Enfrentar el acto creativo en los márgenes de sus formas reconocibles le permite a la artista no verse en la obligación de satisfacer la demanda objetual. Sin embargo son las formas organizativas y conectadas del lenguaje artístico las que le permiten explorar otras formas de colaboración y desarrollar una plataforma multidisciplinar para comprender pero también para intervenir en la sociedad. Colocar en primer término a la producción, en una zona donde emergen distintas disciplinas y saberes, señala el interés de Julieta García Vazquez por explorar la capacidad de acción del arte público y los modos de sobrepasar sus límites institucionales, restituyendo para los visitantes el sentido de las experiencias en común. Esta zona de acción colectiva nos permite pensar en la ampliación del acto creativo y en la imaginación poética como en una forma de transformación y resistencia, con la capacidad para reponer una trama social tan afectiva como solidaria.

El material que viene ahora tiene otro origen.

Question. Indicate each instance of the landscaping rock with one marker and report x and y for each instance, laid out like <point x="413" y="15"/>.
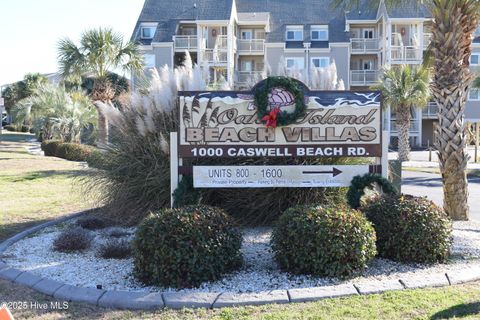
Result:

García Vázquez: cómo regenerar vínculos
Julieta Garcia Vazquez y su proyecto en el Palais de Tokyo, la Argentina que convierte el pan en arte. foto prensa
Buenos Aires, 1978. Estudió en la Escuela de Fotografía Andy Goldstein e hizo un intercambio de un año en la Parson School of Design en Nueva York. Ha realizado proyectos con la Casa del Bicentenario, con el Van Abbemuseum en los Países Bajos (de 2012 a 2016) y con el Museo Nacional de Bellas Artes (2014). Es miembro fundador del colectivo de artistas Rosa Chancho. Su trabajo investiga posibles sistemas de reconstrucción, preservación y regeneración social, a través de modelos de colaboración.

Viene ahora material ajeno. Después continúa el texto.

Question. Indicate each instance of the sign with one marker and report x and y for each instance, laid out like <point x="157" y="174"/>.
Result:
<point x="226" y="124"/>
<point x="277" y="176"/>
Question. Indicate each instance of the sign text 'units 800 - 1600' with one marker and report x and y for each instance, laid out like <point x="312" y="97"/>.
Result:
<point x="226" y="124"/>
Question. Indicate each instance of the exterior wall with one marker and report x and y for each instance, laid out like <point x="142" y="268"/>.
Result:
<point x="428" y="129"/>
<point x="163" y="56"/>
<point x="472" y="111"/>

En Francia, la baguette es un asunto de Estado
Los productos más reconocidos de las panaderías francesas, las famosas baguettes, popularizadas a partir del siglo XIX, tuvieron que esperar hasta 1960 para obtener un decreto que clarificara sus características y las normalizara.
La disposición señalaba que una baguette tradicional debe medir entre 55 y 65 centímetros y pesar entre 250 y 300 gramos. Pero un nuevo decreto aprobado en septiembre de 1993 con los sellos del ministro de Justicia, el ministro de Economía y el ministro de Agricultura y Pesca, especificaba que solo pueden venderse bajo el nombre de “pan casero” o con un nombre equivalente, panes completamente amasados, moldeados y cocinados en el lugar de venta al consumidor final.
Estos panes no pueden haber sufrido ningún tratamiento de congelación durante su preparación. Y tienen que estar compuestos exclusivamente por una mezcla de harinas de trigo, agua potable, sal y levadura de panadería (Saccharomyces cerevisiae). De esta manera la baguette tradicional francesa exhibe con orgullo su etiqueta de “sin aditivos”.